Posted by kx...@apache.org.
This is an automated email from the ASF dual-hosted git repository.

kxiao pushed a commit to branch branch-2.0
in repository https://gitbox.apache.org/repos/asf/doris.git

commit e5997114bd23fd4422da27b6d40ca46a1fa2fdad
Author: Xin Liao <li...@126.com>
AuthorDate: Thu Jun 22 21:50:14 2023 +0800

    [enhancement](merge-on-write) add async publish task when version is discontinuous for merge on write table when clone (#21025)
    
    version discontinuity may occur when clone.

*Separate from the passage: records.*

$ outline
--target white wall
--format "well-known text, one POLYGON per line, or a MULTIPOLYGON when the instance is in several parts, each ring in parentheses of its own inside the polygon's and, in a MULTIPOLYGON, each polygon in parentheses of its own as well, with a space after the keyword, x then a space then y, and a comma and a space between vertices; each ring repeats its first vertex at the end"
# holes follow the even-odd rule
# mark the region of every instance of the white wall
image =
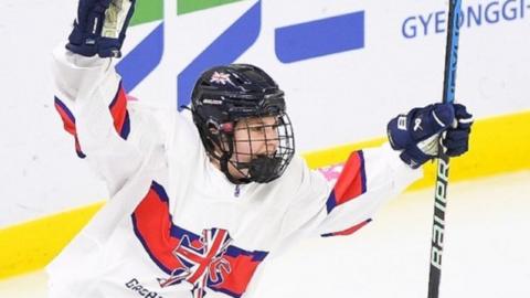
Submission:
MULTIPOLYGON (((179 17, 174 2, 165 3, 161 63, 131 91, 168 108, 176 107, 177 75, 256 0, 179 17)), ((445 2, 267 0, 259 35, 237 62, 261 65, 285 89, 299 151, 381 136, 396 113, 441 99, 445 33, 435 31, 445 2), (276 56, 275 29, 356 11, 364 11, 363 49, 289 64, 276 56), (416 36, 405 38, 414 26, 416 36)), ((529 109, 530 0, 464 2, 457 97, 478 118, 529 109), (468 25, 468 6, 481 11, 480 25, 468 25)), ((53 108, 50 52, 66 38, 75 6, 0 2, 0 226, 106 198, 53 108)), ((158 23, 131 28, 126 52, 158 23)))

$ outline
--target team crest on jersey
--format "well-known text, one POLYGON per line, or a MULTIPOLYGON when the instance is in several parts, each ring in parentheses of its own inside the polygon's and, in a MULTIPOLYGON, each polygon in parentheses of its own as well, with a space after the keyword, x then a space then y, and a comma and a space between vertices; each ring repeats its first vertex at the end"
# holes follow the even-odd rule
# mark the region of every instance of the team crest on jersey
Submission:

To deal with this case, add async publish task when version is discontinuous.
---
 be/src/agent/task_worker_pool.cpp                |  9 ++-
 be/src/olap/data_dir.cpp                         | 15 ++++
 be/src/olap/olap_server.cpp                      | 98 ++++++++++++++++++++++++
 be/src/olap/rowset/rowset.h                      |  7 ++
 be/src/olap/storage_engine.cpp                   |  4 +
 be/src/olap/storage_engine.h                     | 12 +++
 be/src/olap/tablet_meta_manager.cpp              | 39 ++++++++++
 be/src/olap/tablet_meta_manager.h                | 12 +++
 be/src/olap/task/engine_clone_task.cpp           | 16 +++-
 be/src/olap/task/engine_publish_version_task.cpp | 63 ++++++++++++++-
 be/src/olap/task/engine_publish_version_task.h   | 30 +++++++-
 gensrc/proto/olap_file.proto                     |  5 ++
 12 files changed, 302 insertions(+), 8 deletions(-)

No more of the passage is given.